My son and I have played together but it’s just not something we do a lot. I don’t want to pressure him. He has similar taste to what I like but he also helped me rediscover James Brown, Steve Gadd, Cornell Dupre and [Igor] Stravinsky. Plus, his sister’s fiancé is Derek Trucks’ little brother [Duane]. When I was his age, I was into Dixie Dregs, Mahavishnu Orchestra and Return To Forever—the instrumental jazz-fusion thing. I got into it mainly because finding singers is just damn near impossible when you’re a kid. I loved Led Zeppelin, Aerosmith, The Beatles, Jimi Hendrix and my brother said, “Man, I know it’s frustrating to you to not be able to find a singer so why don’t you listen to instrumental music and see what you can find with that?”
Hard Rock Attitudes
Playing in Panic has been a tremendous influence on me and so has playing with Phil Lesh and The Dead. That was a nuclear influence on me. It was the beginning of my love for singer/songwriter music. Those guys in Panic play everything from folk-based music to borderline hard rock and have a hard rock attitude in their band. They like big guitar sounds. Mikey Houser had a really massive guitar sound. I didn’t go for anything quite like that on this record but it’s definitely an influence.
I told Phil a long time ago, “Anytime you want to play with the old band, I will be there in a New York minute.” That was one of my favorite musical experiences, playing with those guys, and coming back to it [at Terrapin Crossroads this past spring] was like putting on an old pair of shoes. I think that everybody’s a little bit wiser, a little bit older, a little bit more seasoned and little bit quicker to respond to new music. When I [started] playing with Phil, it was a constant battle for me to keep up with a catalog that was always changing and growing, which I found to be extremely wonderful.

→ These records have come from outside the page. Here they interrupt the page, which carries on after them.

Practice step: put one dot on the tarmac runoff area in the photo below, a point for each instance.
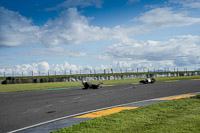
(67, 121)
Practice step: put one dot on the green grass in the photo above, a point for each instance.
(43, 86)
(175, 116)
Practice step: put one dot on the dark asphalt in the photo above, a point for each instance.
(21, 109)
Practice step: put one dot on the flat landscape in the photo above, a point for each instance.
(21, 109)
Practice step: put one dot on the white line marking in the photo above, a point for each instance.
(70, 116)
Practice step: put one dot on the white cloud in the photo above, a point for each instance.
(15, 29)
(70, 27)
(164, 17)
(187, 3)
(180, 51)
(78, 3)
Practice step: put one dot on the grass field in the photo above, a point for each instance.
(44, 86)
(175, 116)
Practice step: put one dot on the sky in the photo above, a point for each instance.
(80, 36)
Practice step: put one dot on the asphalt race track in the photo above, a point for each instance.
(22, 109)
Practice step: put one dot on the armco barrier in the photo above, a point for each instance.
(68, 78)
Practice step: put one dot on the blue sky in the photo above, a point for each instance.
(84, 35)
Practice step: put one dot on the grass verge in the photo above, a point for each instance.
(43, 86)
(175, 116)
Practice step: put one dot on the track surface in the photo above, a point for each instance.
(21, 109)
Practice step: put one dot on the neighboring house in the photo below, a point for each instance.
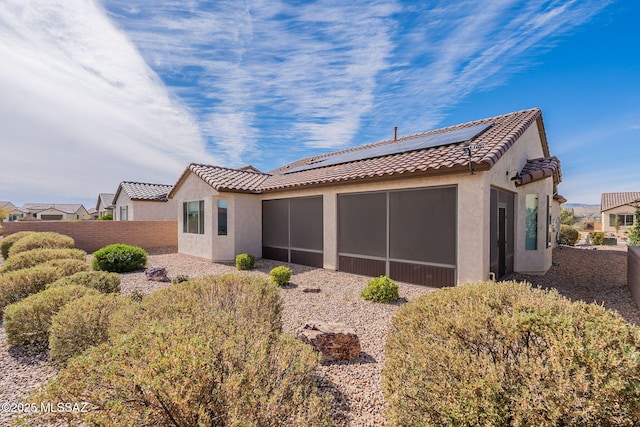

Every one of us had the time of our lives [during last year’s Aquarium Rescue Unit reunion]. After that show, it made us realize, “This is special, we need to play some more.” But the problem is the logistics. Everybody’s schedules are so different. It’s almost like playing in ARU was put there to prepare me for life. Not just music, either—life in general: touring with a bunch of guys that are that good under tough situations and conditions with no money flying around. We had to tour on our own shoestring and none of us were there for anything more than the music.